Los españoles están descubriendo en este confinamiento el mundo que Orwell imaginó para 1984. Incluso no hace falta haberlo leído para sufrir sus consecuencias. Nuestra pandemia trajo consigo la ventaja de convertirnos en personajes literarios de lo más pintoresco. La lectura es un asunto menor en este caso.

Raro es que en las 38 jornadas que llevamos de cuarentena no haya pasado un día sin que alguien, en periódicos, radios y redes sociales, citase la novela de Orwell como una profecía cumplida. Muchos políticos que están ahora gobernando se han pasado su carrera advirtiendo del peligro de devenir en esa dictadura perfecta orwelliana. Rodeaban el Congreso ante la inminente amenaza, pero la ironía del destino quiere que sea con ellos al timón cuando estamos más cerca de cumplirla.

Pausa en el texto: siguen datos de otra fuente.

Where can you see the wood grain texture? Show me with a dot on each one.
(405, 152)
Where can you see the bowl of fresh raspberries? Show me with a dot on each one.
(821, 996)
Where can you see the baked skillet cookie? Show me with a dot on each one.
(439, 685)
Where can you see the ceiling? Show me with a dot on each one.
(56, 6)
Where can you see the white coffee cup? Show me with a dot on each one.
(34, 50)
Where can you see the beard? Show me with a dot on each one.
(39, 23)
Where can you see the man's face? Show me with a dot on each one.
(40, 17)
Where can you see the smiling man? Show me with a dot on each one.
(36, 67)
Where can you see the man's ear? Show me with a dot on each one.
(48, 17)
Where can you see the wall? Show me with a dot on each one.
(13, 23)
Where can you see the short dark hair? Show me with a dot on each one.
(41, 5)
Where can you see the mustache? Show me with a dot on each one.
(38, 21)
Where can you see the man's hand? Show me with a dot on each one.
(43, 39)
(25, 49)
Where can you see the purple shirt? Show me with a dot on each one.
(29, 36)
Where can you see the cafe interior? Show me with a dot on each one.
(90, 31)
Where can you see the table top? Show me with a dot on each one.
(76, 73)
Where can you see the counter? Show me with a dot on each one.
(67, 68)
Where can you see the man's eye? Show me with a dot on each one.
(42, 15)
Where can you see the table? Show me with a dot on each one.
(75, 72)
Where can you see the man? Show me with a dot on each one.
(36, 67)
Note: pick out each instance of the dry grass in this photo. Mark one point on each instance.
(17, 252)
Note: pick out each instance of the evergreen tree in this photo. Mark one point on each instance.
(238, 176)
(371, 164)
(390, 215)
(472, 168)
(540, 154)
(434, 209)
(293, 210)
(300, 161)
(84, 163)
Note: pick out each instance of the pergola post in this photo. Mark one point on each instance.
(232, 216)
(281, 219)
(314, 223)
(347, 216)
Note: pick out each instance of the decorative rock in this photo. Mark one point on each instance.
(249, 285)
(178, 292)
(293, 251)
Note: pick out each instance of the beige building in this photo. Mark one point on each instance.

Porque nunca antes un presidente había tenido tanto poder en la era democrática. La población sobrevive confinada en sus casas. Salir a la calle es arriesgarse a ser multado. Muchos han perdido sus trabajos, o lo que es peor, destruirán el de cientos de compañeros y amigos. La asfixia económica se compagina con una falta de libertad absoluta. Los ciudadanos hemos concedido nuestro bien más preciado a cambio de seguridad. Preferimos estar vivos a ser libres. La batalla ideológica oficial de las últimas semanas se esfuerza en perseguir supuestos bulos que se vierten en las redes sociales. Parece que el derecho a la discrepancia también será perseguido, con beneplácito del CIS. El Gobierno de todos y de todas está más preocupado en perseguir esas 'mentiras"' (imagino que la de los otros, no las suyas, que las hay) que de traer material sanitario a los hospitales.

En la distopía de Orwell, había cuatro ministerios. El Ministerio del Amor, que imponía una neolengua (ya saben, 'portavoza', 'monomarental', 'un ERTE no es un despido'...) y se preocupaba de la lealtad de sus ciudadanos, «porque de esta saldremos unidos». El de la Paz, trasunto de la Guerra. El de la Abundancia, encargado de racionalizar los productos ante su escasez (controlar el precio de unas mascarillas que no hay). Y el de la Verdad, que establecía una historia oficial, un único relato válido. Este último parece haber saltado también de las páginas de la novela a nuestra vida cotidiana.

Tal vez aquel ciudadano que no haya escuchado hablar nunca de 1984 esté algo cansado de toda esta situación. Le gustaría, en su distopía particular, que hubiese menos amor, menos paz, menos abundancia y menos verdad, pero sí más test, más mascarillas, y sobre todo, más sentido común. Al menos alguien al mando que no insistiese en perseguir fantasmas mientras 65 sanitarios de Cartagena están en cuarentena porque sus mascarillas eran defectuosas.